Launched an MVP design system that enabled two distinct agentic AI pilot workflows: Figma-to-code and natural language prompt-to-design. Early applications demonstrated immediate force multiplication a single tool built on VELA delivered a 300% efficiency improvement on one workflow alone, with ongoing gains as more teams adopt it. The system is now the foundation for how Amazon Devices approaches AI-assisted design and development.

What this demonstrates

This project shows how I identify a foundational organizational gap before it becomes a crisis, build the case to resource it, and lead a cross-functional team through the ambiguity of figuring out something that hasn't been done before. It also shows how I develop people—giving a mid-level designer a senior-level challenge, coaching him through the organizational complexity, and building the conditions for him to grow visibly in front of the right people.

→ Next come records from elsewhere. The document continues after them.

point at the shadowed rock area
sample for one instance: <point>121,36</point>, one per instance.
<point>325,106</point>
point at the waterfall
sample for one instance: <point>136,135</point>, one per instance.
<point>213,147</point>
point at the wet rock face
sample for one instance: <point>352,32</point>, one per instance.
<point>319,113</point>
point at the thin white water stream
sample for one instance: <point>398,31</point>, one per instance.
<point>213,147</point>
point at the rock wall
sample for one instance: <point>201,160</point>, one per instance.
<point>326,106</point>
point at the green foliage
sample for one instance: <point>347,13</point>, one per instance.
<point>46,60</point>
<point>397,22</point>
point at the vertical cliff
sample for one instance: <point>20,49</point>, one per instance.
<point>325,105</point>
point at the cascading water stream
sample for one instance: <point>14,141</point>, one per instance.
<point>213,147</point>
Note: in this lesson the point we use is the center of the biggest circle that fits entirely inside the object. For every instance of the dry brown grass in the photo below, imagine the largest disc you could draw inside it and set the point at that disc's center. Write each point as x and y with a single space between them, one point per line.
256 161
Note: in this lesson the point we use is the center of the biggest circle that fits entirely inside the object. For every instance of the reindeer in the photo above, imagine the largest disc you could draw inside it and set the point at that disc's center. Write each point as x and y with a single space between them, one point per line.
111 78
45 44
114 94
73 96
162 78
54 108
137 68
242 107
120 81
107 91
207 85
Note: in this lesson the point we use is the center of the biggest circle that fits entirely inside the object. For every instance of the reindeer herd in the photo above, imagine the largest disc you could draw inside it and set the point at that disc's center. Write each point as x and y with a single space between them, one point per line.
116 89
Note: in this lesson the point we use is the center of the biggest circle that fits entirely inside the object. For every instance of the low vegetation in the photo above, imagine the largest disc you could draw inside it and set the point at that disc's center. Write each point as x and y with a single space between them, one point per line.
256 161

For any organization navigating AI transformation in its design and development practice, the strategic question VELA was built to answer is the same: how do you stop making faster facsimiles and start shipping the real thing?

Where VELA is heading

The system has unlocked meaningful efficiency gains—but the deeper opportunity is still ahead. Right now, even with VELA in place, most teams are still operating within a sequential artifact-handoff model: designers create static mocks, hand them to engineers, engineers interpret and rebuild, and misalignment surfaces late. We're making facsimiles of experiences faster—but they're still facsimiles, and the handoff seams still introduce churn, rework, and lost intent.

The real unlock isn't faster mocks. It's eliminating the gap between the design artifact and the shipped product entirely. When agents can generate production-viable code directly from design system components, the artifact is the product—and the team working on it should be cross-functional and concurrent, not sequential and siloed.

The next step is a pilot of a shared-artifact model on an upcoming feature, where design, engineering, and product work in tandem on a single environment from the start—with the goal of shipping what's built collaboratively rather than handing off a representation to be rebuilt. That pilot will surface what needs to change in team structure, mechanisms, and tooling to scale this model across the org. VELA is the foundation that makes it possible.

What I'd do differently

The engineering alignment I built was real but incomplete. I had buy-in from the engineering director and several individual contributors working directly on the project—but I missed a key senior engineering manager and the engineering manager who ultimately ended up owning the initiative. That gap in the middle layer didn't derail the project, but it made conversations harder than they needed to be. Leaders who hadn't been brought along for the ride needed the strategy explained after the fact rather than having built conviction alongside us.

If I were doing this again, I'd push earlier not just for alignment with the most senior engineering leaders, but specifically for an engineering management owner I could work with directly from the start. The IC partnership was strong. The director relationship was solid. But the missing middle layer cost us in conversations that should have been easy and weren't. At the scale this initiative needed to operate, every layer of engineering leadership needed to be a co-owner, not a recipient of updates.